Plusieurs études scientifiques montrent que la proportion de fumeurs est faible parmi les patients hospitalisés pour une infection au coronavirus.

UN FAIBLE TAUX DE FUMEURS PARMI LES MALADES

Les chiffres ont de quoi surprendre! Plusieurs études scientifiques, en France, aux États-Unis et en Chine arrivent à une conclusion pour le moins étonnante. Les fumeurs seraient moins atteints que les autres par le virus.

L'étude révélée par France-Inter ce matin, menée par une équipe de l'hôpital de la Pitié Salpêtrière à Paris et par le neurobiologiste mondialement reconnu, Jean-Pierre Changeux, révèle que le taux de fumeurs parmi les patients infectés était d’environ 5%. Et cela alors qu'ils représentent 25,4 % de la population en France.

Une autre étude, chinoise cette fois, publiée fin mars dans le New England Journal of Medicine et portant sur plus de 1000 personnes infectées a montré que la proportion de fumeurs était de 12,6 %. Là encore, elle est bien inférieure à la proportion de fumeurs en Chine (28 %).

UNE VERTU DE LA NICOTINE?

Ce ne serait pas le tabac, mais la nicotine qui aurait des vertus préventives contre le Covid-19. Elle pourrait empêcher le virus de pénétrer dans les cellules. Des chercheurs français suggèrent que l’infection par le SARS-CoV-2 fait intervenir le récepteur nicotinique de l’acétylcholine.

Jean-Pierre Changeux, membre de l’Académie des Sciences, pense savoir que la nicotine empêcherait le Covid-19 de pénétrer dans les cellules des fumeurs. "L'idée est que la nicotine interfèrerait avec l'attachement du coronavirus sur le récepteur de la nicotine, et puisse donc s'opposer à la propagation du virus", avance-t-il. L'hypothèse de la nicotine reste toutefois à prouver. D'où l'importance des essais cliniques. Mais compte-tenu de l’urgence sanitaire, des études cliniques sont en cours pour évaluer rapidement l’impact thérapeutique des agents modulateurs du récepteur nicotinique.

Dès le feu vert final obtenu, des patchs nicotiniques vont être administrés à des dosages différents dans trois essais, à l'hôpital de La Pitié-Salpêtrière à Paris: en préventif à des soignants, pour voir si cela les protège; en thérapeutique à des patients hospitalisés en médecine, pour tenter de diminuer leurs symptômes; et enfin à des patients graves en réanimation, détaille le Pr Amoura.

La nicotine pourrait amoindrir l'hyper-inflammation, les "orages de cytokine", qui semblent jouer un rôle clé dans les cas graves de Covid-19 et laissent la médecine relativement démunie.

LE TABAC RESTE UN POISON

Pas question pour autant de se mettre tous à fumer.

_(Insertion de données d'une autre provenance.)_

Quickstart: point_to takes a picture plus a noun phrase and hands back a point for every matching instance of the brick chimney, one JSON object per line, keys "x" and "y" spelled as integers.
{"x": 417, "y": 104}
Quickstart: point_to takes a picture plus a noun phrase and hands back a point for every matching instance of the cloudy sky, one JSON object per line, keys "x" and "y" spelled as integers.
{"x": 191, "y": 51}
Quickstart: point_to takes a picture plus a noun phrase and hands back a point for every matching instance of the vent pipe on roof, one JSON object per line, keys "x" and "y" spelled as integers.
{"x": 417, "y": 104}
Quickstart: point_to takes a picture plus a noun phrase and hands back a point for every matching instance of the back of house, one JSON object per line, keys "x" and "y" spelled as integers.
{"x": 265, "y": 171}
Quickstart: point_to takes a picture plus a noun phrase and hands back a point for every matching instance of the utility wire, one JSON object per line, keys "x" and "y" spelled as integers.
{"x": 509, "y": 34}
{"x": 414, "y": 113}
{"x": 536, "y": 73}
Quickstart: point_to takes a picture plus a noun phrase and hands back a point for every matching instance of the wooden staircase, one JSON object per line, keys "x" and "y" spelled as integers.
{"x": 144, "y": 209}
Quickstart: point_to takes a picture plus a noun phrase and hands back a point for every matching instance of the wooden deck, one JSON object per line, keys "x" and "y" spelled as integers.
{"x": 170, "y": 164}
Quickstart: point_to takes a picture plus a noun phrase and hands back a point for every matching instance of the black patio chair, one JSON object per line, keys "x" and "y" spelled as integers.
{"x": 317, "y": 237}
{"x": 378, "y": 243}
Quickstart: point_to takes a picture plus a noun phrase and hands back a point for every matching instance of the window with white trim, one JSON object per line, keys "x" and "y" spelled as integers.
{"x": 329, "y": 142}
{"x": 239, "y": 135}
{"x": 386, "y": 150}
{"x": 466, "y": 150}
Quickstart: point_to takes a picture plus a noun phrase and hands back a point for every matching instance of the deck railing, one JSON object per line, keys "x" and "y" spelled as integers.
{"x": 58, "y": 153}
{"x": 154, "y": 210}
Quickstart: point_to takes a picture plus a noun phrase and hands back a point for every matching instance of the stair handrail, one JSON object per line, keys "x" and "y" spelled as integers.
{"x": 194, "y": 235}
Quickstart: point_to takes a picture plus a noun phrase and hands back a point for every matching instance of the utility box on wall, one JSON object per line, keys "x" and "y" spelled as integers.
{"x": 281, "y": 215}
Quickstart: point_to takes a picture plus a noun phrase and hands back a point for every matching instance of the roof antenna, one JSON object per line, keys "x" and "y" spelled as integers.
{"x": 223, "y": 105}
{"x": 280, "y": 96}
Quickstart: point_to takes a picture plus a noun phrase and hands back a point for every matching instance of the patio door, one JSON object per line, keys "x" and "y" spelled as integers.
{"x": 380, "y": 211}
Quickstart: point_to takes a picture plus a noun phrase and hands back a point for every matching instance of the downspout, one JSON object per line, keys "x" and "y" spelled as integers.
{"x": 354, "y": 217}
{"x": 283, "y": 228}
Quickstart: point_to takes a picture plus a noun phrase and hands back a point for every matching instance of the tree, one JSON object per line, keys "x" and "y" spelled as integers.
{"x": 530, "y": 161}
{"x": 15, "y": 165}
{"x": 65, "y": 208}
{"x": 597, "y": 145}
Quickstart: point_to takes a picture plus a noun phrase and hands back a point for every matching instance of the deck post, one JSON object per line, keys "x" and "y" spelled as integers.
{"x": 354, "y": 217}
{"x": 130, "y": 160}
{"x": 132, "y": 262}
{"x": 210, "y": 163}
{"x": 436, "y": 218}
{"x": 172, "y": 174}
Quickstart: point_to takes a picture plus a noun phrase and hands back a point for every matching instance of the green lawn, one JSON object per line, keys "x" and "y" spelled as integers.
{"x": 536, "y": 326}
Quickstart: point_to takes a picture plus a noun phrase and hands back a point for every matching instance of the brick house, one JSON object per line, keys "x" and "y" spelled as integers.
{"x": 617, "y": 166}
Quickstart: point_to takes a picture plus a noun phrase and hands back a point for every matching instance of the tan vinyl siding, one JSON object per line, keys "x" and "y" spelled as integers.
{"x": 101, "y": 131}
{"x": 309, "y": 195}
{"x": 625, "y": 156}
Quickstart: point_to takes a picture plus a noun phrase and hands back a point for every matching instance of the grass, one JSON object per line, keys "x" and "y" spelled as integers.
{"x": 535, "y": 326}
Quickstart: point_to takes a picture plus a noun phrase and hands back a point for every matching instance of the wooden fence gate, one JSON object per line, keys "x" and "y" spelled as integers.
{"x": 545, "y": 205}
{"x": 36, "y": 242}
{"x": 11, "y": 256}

Ces études ne doivent pas inciter la population à se ruer sur les cigarettes et les patchs. Fumer altère les poumons et ce n'est pas bon pour la santé (cancers, accidents cardiaques, bronchites chroniques graves...), rappellent les médecins. Fumer reste un fléau qui fait beaucoup plus de victimes que le Coronavirus. Les spécialistes estiment que le tabac fait 7 millions de morts dans le monde chaque année.